A maternidade envolve processos fisiológicos e sociais acerca da vida das mulheres, independente da época em que vivem ou das posições econômicas delas. Durante muito tempo, a maternidade foi encarada como um acontecimento absolutamente natural na vida das mulheres, pois, para a sociedade patriarcal, a função feminina de parir, prover os cuidados é intrínseca e instintiva, ideais ligados ao determinismo biológico.

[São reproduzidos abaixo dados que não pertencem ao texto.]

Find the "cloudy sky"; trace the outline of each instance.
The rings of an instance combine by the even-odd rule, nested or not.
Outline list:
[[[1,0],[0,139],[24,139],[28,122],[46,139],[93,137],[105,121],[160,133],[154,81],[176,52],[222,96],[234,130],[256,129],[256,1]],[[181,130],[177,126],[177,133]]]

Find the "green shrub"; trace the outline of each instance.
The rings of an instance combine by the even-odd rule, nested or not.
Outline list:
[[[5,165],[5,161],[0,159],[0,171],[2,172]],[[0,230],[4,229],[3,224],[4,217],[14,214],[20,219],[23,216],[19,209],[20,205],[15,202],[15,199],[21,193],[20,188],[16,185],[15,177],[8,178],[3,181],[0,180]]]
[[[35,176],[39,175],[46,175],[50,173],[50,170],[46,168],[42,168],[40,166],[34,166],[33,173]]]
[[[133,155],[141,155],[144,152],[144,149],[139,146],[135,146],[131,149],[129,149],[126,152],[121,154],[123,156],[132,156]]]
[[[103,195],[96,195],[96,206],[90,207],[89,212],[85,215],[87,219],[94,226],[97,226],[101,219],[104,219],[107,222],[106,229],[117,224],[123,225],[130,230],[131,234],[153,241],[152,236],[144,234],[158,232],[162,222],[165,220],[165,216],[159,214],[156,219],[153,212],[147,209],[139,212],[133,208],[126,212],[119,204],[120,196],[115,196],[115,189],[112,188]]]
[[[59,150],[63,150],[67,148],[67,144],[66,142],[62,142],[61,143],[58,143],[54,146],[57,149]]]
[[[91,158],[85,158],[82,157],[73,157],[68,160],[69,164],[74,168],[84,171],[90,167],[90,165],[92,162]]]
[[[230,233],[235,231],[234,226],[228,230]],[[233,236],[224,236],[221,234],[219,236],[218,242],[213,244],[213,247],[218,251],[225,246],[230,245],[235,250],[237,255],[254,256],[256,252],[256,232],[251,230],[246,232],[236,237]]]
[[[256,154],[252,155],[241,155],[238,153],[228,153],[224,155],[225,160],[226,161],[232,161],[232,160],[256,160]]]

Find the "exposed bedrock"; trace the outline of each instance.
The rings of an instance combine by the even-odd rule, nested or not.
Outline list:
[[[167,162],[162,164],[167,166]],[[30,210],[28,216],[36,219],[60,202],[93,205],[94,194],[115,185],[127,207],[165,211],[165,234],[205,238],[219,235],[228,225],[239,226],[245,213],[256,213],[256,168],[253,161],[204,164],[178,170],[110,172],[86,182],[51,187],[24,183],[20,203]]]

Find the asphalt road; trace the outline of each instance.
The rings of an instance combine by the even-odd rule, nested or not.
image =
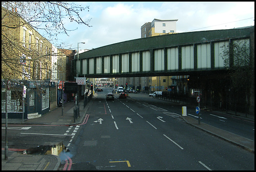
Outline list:
[[[69,158],[66,169],[70,170],[254,170],[254,154],[187,124],[179,117],[181,108],[177,104],[133,93],[106,101],[108,90],[96,92],[86,123],[16,125],[8,131],[9,148],[37,147],[35,153],[40,154],[45,146],[57,147],[53,149],[62,160]],[[187,109],[188,114],[193,111]],[[234,132],[245,125],[238,121],[242,126],[232,128],[223,124],[231,119],[226,118],[223,123],[219,118],[224,118],[207,115],[202,116],[204,122]],[[252,127],[241,133],[250,133]],[[62,143],[69,148],[59,154]]]
[[[107,89],[97,93],[70,148],[72,170],[254,169],[253,154],[188,125],[146,98],[116,95],[107,101]]]

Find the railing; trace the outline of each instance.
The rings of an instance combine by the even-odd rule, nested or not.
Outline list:
[[[19,100],[11,100],[11,104],[7,107],[8,112],[22,112],[22,104]],[[2,101],[2,112],[5,112],[6,100]]]

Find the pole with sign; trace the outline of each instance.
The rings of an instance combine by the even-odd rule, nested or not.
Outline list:
[[[198,115],[198,124],[200,124],[200,97],[197,97],[197,101],[198,103],[198,106],[196,107],[196,113]]]
[[[27,87],[24,85],[23,86],[23,92],[22,96],[22,122],[24,120],[24,98],[26,98],[26,94],[27,93]]]

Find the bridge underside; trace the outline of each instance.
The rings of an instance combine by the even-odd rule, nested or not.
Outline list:
[[[241,42],[250,46],[252,30],[254,26],[123,41],[79,54],[74,70],[87,78],[225,73],[223,46]],[[229,58],[233,65],[232,54]]]

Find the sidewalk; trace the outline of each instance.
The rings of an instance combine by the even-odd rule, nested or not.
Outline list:
[[[62,107],[58,107],[41,117],[34,119],[8,119],[8,125],[75,125],[82,123],[86,112],[93,98],[83,109],[83,100],[78,103],[79,106],[80,117],[74,121],[74,109],[75,103],[68,102],[64,104],[63,115]],[[5,119],[2,119],[2,127],[5,126]],[[8,160],[5,160],[5,148],[2,150],[2,170],[57,170],[60,165],[60,158],[53,155],[39,155],[33,154],[24,155],[10,150],[8,152]]]
[[[170,101],[169,101],[168,100],[164,100],[162,99],[159,99],[162,100],[163,101],[171,102]],[[186,106],[189,106],[190,107],[194,107],[190,105],[189,104],[183,104],[183,103],[179,103],[178,102],[175,102],[173,101],[172,101],[172,102],[174,103],[179,104],[181,105],[181,106],[184,105]],[[244,120],[249,121],[253,123],[254,122],[254,116],[251,115],[250,115],[247,114],[247,115],[246,115],[245,114],[237,112],[237,115],[236,115],[236,112],[234,111],[229,111],[227,112],[227,113],[226,112],[211,110],[204,108],[201,108],[201,112],[203,111],[210,111],[214,114],[216,115],[222,114],[222,115],[227,115],[233,118],[243,119]],[[246,138],[243,137],[242,136],[239,136],[235,134],[216,127],[215,126],[206,124],[204,122],[201,122],[200,124],[199,124],[198,120],[196,120],[188,116],[180,116],[180,117],[182,118],[186,123],[191,125],[193,125],[202,130],[203,130],[216,137],[224,139],[224,140],[228,141],[234,145],[241,146],[241,147],[253,153],[254,153],[254,140],[252,140],[247,139]]]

Este ponto de vista é considerado ainda hoje no senso comum e por outros setores da sociedade, como por exemplo a Igreja. Porém a maternidade não se resume apenas a um processo natural da vida feminina, pelo contrário, esta condição implica em mudanças óbvias e significativas no meio social, não só da parturiente como da comunidade em geral.

A partir do conceito de Arnold van-Gennep, sobre o rito, que partir da ideia de que os ritos acompanham a mudança, sejam estas de estado, de posição social de idade ou lugar, o autor Victor Turner em “Liminaridade e Communitas”, demonstra o funcionamento dos ritos de passagem que consistem em três estágios fundamentais, denominados de: preliminar, limiar e pós liminar.
O estágio preliminar ou de separação, se refere ao comportamento do indivíduo de um posto anteriormente fixo na estrutura social. Durante o período limiar as características deste indivíduo se tornam ambíguas, não há traços ou quase não há atributos passados e nem do futuro. Por fim, a terceira fase consiste na reintegração do indivíduo, ou seja, quando a passagem é finalmente consumada.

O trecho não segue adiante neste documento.